For many, the promise of robotics is to have a machine in the home tackling those mundane chores we don’t really want to do. The internet is filled with creative demo videos hyping this dream. But Duan thinks we are far from that being reality, and what we’re seeing now is the result of tele-operations.

“I think we are missing the idea of a robot brain,” he opines. “Industry robots have already been around for a period of time, and that drives the whole industry revolution and progress in manufacturing. But a lot of these industry robots are specialized agents. They are programmed to do a really specific task. They are not able to adapt or be refined for any downstream task that you want to do beyond the task that it was designed for. So a robot brain is an idea whereby you have a model that’s able to generalize in new environments, manipulate new objects, do new tasks, and also to have new behaviors. The problem is that we are not there yet.”

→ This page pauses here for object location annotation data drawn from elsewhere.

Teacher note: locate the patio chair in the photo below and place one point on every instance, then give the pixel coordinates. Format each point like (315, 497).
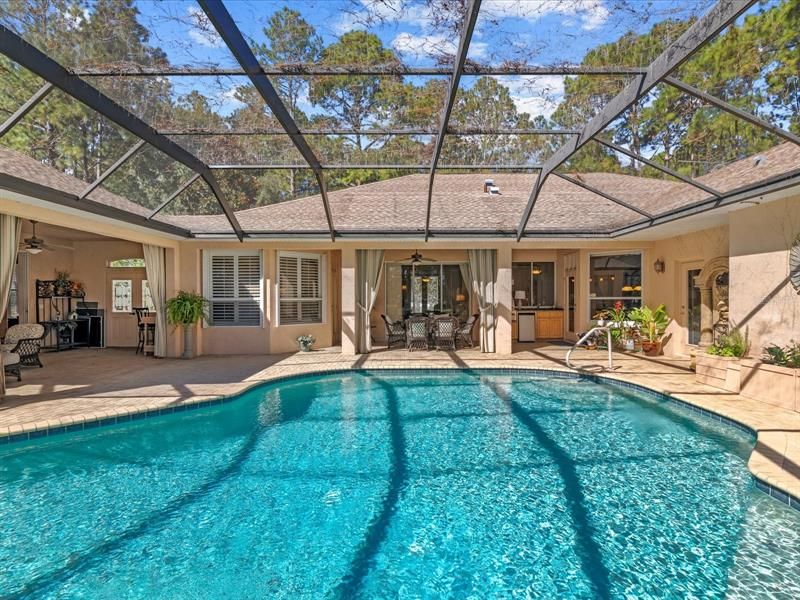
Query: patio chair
(464, 334)
(140, 314)
(395, 331)
(417, 333)
(11, 364)
(444, 333)
(25, 340)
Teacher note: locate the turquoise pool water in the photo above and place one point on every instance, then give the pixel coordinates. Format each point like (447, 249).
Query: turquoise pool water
(398, 485)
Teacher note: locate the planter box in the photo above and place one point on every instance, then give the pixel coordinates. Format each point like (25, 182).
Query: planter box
(778, 386)
(721, 372)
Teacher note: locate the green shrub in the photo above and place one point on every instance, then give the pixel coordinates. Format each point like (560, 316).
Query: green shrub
(186, 308)
(732, 344)
(786, 356)
(652, 323)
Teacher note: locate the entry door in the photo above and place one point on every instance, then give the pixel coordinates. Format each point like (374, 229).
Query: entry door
(123, 294)
(690, 304)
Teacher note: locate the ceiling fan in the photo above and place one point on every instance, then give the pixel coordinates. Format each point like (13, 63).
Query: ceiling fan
(417, 258)
(34, 245)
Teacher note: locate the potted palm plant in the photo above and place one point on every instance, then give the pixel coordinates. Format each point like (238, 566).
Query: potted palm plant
(305, 342)
(721, 364)
(185, 310)
(652, 325)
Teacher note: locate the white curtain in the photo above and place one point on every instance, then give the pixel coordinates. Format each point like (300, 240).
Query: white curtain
(10, 228)
(155, 263)
(483, 273)
(369, 264)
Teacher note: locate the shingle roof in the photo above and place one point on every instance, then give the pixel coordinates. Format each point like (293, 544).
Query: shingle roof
(458, 201)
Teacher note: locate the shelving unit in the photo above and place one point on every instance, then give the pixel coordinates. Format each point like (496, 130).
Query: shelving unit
(54, 305)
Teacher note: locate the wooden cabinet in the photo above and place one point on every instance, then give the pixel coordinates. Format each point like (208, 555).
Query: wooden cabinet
(549, 324)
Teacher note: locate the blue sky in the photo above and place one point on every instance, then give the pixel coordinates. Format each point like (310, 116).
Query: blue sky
(544, 32)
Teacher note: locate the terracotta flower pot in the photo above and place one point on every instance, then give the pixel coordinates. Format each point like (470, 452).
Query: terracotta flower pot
(651, 348)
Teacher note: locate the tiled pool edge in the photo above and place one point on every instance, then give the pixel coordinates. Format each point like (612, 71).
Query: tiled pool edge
(34, 430)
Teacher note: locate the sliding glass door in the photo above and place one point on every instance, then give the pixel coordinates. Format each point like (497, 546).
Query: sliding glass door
(425, 289)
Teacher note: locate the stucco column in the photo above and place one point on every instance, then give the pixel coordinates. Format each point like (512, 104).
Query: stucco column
(504, 301)
(174, 334)
(706, 317)
(348, 301)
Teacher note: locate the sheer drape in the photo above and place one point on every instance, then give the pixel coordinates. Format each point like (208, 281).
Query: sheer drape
(483, 274)
(155, 263)
(369, 264)
(10, 228)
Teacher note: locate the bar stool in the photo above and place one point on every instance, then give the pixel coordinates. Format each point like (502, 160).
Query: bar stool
(149, 334)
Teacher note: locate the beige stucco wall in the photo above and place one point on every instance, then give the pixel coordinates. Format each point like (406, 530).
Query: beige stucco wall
(679, 253)
(761, 297)
(269, 338)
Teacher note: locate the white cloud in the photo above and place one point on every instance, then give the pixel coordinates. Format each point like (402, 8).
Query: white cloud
(225, 101)
(537, 95)
(420, 46)
(201, 31)
(590, 14)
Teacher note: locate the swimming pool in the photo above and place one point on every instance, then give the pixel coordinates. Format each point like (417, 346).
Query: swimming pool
(384, 484)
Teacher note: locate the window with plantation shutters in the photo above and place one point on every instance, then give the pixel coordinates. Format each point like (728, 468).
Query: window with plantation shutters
(233, 288)
(300, 288)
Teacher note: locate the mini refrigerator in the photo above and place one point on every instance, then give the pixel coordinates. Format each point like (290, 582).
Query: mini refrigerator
(526, 324)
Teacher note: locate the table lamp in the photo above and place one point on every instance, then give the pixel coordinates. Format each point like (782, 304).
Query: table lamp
(519, 296)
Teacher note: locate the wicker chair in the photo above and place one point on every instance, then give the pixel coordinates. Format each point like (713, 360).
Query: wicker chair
(464, 333)
(26, 341)
(140, 313)
(417, 333)
(11, 364)
(444, 333)
(395, 331)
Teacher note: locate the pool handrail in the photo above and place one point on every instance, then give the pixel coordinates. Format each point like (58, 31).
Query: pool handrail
(586, 336)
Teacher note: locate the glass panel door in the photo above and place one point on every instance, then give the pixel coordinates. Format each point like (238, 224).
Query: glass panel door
(571, 304)
(692, 308)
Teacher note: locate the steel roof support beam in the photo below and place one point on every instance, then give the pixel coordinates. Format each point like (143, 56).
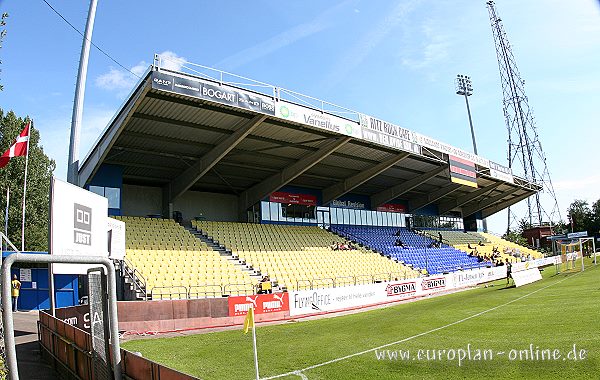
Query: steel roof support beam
(277, 180)
(192, 174)
(341, 188)
(463, 200)
(432, 197)
(404, 187)
(501, 206)
(485, 203)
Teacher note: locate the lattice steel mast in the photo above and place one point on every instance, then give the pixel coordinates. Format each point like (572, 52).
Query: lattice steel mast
(525, 154)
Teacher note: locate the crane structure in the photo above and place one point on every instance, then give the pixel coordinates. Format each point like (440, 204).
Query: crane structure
(525, 155)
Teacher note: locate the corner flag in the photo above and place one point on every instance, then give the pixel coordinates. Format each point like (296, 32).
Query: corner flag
(249, 321)
(249, 324)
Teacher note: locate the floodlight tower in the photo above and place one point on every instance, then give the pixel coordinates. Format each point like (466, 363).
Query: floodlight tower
(464, 86)
(525, 154)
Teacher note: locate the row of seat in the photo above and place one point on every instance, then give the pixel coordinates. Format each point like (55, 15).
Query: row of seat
(418, 251)
(168, 256)
(293, 255)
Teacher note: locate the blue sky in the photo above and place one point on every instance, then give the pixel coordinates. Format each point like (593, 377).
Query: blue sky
(396, 60)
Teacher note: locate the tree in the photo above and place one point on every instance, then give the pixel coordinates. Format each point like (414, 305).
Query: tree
(516, 236)
(580, 214)
(40, 168)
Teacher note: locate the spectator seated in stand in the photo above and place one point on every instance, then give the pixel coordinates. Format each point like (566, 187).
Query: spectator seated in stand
(265, 286)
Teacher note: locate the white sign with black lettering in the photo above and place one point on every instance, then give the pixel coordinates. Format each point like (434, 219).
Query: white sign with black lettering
(77, 224)
(116, 239)
(25, 275)
(525, 277)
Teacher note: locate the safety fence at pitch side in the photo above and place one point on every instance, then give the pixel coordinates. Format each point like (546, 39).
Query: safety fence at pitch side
(69, 349)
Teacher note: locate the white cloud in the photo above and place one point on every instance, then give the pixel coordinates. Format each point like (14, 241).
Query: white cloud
(121, 81)
(368, 42)
(171, 61)
(283, 39)
(56, 134)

Is the quest to develop the “robot brain” akin to artificial general intelligence (AGI)? Duan acknowledges the comparison, calling it the “next frontier” while adding that it’s a space people are already moving towards. He thinks that the talk of the town in 2026 will be about Embodied AI, thanks to this explosion of data that can be used to engrave brains into machines.

“We’ve started seeing signs of this already,” Krishna adds. “There are so many startups that are forming around robotics now. There are also a ton of corporations that are investing in R&D labs for robotics…We’re also seeing a lot of hardware companies come out. A lot more robot form factors now exist than they used to, even a year ago. So it does seem like a lot of people are betting on it.”

MolmoAct isn’t Ai2’s first robot-centric LLM. It has previously released other models, such as THOR, an environment that generates data from synthetic worlds that can be used to train robotic policies. Ai2 has plans to expand the model in the future and expects it will be used to train the next generation of MolmoAct.

You can find the MolmoAct model, its artifacts, and the technical report on Ai2’s GitHub and Hugging Face repositories.